One of the most successful quant strategies historically has been the momentum factor. This simply states that stocks tend to maintain their recent price trends into the future. Winning stocks continue to be winning stocks and vice-versa. At least, that is, until they don’t.

Rather like stretching an elastic band to the point where it snaps back, the huge outperformance of quality stocks and underperformance of value reached a tipping point, and ‘snapped’ back hard.

POOR BREADTH

Breadth measures the number  of rising stocks compared to falling stocks and a healthy market normally has lots of companies participating in the rising trend and the winning/losing stocks rotate.

What has been unusual about the market since the financial crisis is that the rising market has been driven by relatively few shares, underlining the risk-averse stance taken by investors. Quality and momentum has been the only game in town for many years.

The underperformance of value has been so stark that some people had begun to utter what famed investor John Templeton described as the most dangerous words in   the world of investing, ‘this time it’s different’.

Then Monday happened and remarkably, months of outperformance were wiped out in just two days.

The speed of the snap back caught the markets by surprise. According to investment bank JP Morgan, value stocks saw one of their biggest single-day rallies ever, relative to momentum stocks and represented a ‘five standard deviation event’.

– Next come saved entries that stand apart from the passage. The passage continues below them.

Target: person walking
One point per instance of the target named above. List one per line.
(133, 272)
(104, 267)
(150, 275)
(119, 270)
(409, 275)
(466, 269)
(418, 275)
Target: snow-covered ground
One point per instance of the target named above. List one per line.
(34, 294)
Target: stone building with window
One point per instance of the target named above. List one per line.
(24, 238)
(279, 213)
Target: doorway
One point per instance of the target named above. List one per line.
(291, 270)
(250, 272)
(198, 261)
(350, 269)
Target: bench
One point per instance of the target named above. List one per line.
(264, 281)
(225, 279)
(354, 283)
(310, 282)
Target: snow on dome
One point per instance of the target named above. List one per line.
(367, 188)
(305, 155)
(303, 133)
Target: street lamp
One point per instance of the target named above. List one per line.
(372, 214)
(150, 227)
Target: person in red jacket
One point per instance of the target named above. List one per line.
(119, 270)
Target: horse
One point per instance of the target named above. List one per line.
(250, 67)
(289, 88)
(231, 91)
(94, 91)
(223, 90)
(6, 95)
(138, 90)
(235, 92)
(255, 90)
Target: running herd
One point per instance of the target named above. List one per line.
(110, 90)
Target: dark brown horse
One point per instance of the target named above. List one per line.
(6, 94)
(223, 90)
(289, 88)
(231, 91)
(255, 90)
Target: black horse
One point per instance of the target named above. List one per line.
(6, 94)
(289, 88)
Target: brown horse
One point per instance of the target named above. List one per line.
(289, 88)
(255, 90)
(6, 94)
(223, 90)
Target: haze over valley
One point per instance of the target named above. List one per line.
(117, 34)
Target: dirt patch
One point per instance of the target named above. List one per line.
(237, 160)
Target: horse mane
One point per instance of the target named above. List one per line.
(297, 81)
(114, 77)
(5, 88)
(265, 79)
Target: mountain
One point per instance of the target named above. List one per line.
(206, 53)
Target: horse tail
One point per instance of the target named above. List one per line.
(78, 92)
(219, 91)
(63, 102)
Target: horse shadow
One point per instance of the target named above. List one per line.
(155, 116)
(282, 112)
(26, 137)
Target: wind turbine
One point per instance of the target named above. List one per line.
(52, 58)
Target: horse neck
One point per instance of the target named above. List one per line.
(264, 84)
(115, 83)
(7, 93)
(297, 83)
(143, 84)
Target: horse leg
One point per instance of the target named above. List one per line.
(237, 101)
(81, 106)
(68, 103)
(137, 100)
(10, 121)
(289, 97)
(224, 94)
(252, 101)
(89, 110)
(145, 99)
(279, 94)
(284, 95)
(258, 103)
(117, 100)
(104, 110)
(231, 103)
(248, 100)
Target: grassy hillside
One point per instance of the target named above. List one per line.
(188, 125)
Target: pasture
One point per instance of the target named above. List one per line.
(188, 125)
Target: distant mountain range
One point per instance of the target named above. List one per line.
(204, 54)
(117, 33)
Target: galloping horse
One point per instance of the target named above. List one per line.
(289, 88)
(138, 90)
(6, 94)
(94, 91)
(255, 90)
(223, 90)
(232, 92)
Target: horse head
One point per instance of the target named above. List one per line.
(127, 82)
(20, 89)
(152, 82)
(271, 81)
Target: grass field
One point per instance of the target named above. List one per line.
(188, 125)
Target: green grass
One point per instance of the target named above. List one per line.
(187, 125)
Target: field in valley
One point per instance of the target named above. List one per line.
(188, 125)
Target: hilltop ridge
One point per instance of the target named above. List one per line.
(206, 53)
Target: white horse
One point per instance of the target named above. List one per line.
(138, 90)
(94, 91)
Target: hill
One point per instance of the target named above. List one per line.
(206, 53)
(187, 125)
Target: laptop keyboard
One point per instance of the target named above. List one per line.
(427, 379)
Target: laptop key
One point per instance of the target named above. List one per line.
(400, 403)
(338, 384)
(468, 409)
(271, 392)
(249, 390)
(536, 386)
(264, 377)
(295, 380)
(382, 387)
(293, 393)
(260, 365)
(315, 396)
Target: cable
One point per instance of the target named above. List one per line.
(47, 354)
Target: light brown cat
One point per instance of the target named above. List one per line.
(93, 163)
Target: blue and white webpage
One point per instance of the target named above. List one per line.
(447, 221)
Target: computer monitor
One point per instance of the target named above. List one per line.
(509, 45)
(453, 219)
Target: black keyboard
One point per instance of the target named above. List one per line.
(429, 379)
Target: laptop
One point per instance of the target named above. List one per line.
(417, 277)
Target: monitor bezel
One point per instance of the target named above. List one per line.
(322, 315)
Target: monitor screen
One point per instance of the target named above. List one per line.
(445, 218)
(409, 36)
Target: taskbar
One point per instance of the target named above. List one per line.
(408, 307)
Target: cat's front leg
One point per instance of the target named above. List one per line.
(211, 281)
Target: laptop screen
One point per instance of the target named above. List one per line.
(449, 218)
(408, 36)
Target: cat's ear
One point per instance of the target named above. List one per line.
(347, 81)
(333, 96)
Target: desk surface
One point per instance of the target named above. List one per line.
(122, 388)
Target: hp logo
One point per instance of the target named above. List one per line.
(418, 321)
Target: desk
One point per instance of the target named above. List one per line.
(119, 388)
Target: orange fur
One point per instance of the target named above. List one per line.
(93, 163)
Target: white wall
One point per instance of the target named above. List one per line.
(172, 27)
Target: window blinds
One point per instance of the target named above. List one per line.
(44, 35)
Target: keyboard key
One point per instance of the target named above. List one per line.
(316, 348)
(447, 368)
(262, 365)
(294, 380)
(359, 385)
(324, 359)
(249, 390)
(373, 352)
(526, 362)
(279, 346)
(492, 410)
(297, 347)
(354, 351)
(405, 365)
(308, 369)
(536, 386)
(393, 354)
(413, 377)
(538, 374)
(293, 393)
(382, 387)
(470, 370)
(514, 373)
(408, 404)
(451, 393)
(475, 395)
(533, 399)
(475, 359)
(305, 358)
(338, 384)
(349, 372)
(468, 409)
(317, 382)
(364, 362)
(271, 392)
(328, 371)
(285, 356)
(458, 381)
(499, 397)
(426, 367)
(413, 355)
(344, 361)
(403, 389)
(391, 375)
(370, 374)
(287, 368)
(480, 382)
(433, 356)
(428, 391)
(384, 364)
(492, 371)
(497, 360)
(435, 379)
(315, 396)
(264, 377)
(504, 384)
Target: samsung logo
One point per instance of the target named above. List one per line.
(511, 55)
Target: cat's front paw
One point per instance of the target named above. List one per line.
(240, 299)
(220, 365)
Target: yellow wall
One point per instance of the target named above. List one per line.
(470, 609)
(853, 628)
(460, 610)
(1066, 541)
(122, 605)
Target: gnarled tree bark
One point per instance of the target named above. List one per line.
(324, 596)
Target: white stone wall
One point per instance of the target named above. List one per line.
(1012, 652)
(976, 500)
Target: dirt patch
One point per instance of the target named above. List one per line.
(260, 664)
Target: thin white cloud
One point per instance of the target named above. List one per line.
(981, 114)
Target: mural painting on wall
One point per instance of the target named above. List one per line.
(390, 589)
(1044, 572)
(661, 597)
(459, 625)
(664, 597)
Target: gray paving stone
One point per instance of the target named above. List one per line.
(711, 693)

Standard deviation simply measures how far the most extreme points are from the average. Five standard deviations are so rare an event that in theory they only happen every 30 years.

And this wasn’t just a UK phenomenon, it happened across other stock markets too. The quant team at investment bank Nomura described the ‘momentum shock’ in the US market as the second largest drawdown in history, going back to 1984.

SHORT INTEREST

The biggest winners on 9 September also had something else in common; some of them were heavily ‘shorted’. Fund managers short stocks that they believe will fall in price because the business is in trouble or will continue to underperform. They profit from any reduction in value of the stock.

Kingfisher is one of the most heavily shorted stocks in the UK, with around 5% of its shares  held short according to shorttracker.com. It’s likely that some of the move in Kingfisher was related to investors closing their short positions in order to control risk.

IF THE UNWIND CONTINUES, WHICH STOCKS ARE MOST AT RISK?

We have created a screen to find the stocks most at risk to further mean reversion as well as some value stocks which might benefit if the rally continues.

We screened for those stocks within the FTSE 350 which ranked high on momentum and quality, while also ranking poorly on value. This group of shares lost 2.3% on average over the week.

We also screened for those stocks with the opposite characteristics, scoring high on value and low in momentum and quality. This group of shares rose by 4.7% on average.

Interestingly, there are three names out of 15 on the high momentum list that have, so far at least, held up relatively well.

Electric equipment maker Halma (HLMA), oil and gas engineering specialist Rotork (RTRK) and promotional products specialist 4imprint (FOUR) have not succumbed to the momentum tantrum.

While these names have some characteristics of high quality shares, they may eventually be at risk of short term selling if the reversal from momentum continues.

On the ‘poor value’ list every single share posted a positive return over the week, with Charter Court Financial Services (CCFS) and Centrica (CNA) the standout performers, up 14.2% and 8.2% respectively.

DOES IT HAVE FURTHER TO RUN?

The consensus view seems to be that investors will continue to abandon investing in more risky, cyclical businesses like banks and airlines while the economic backdrop is not supportive and inflation   remains subdued.

In a low growth world, where over $15trn of bonds yield negative interest rates, buying growth and quality at any price may seem more sensible than buying cyclical businesses at a seemingly low price.

It would seem that more sustainable economic growth and higher interest rates are required to tempt investors away from so called predictable growth companies.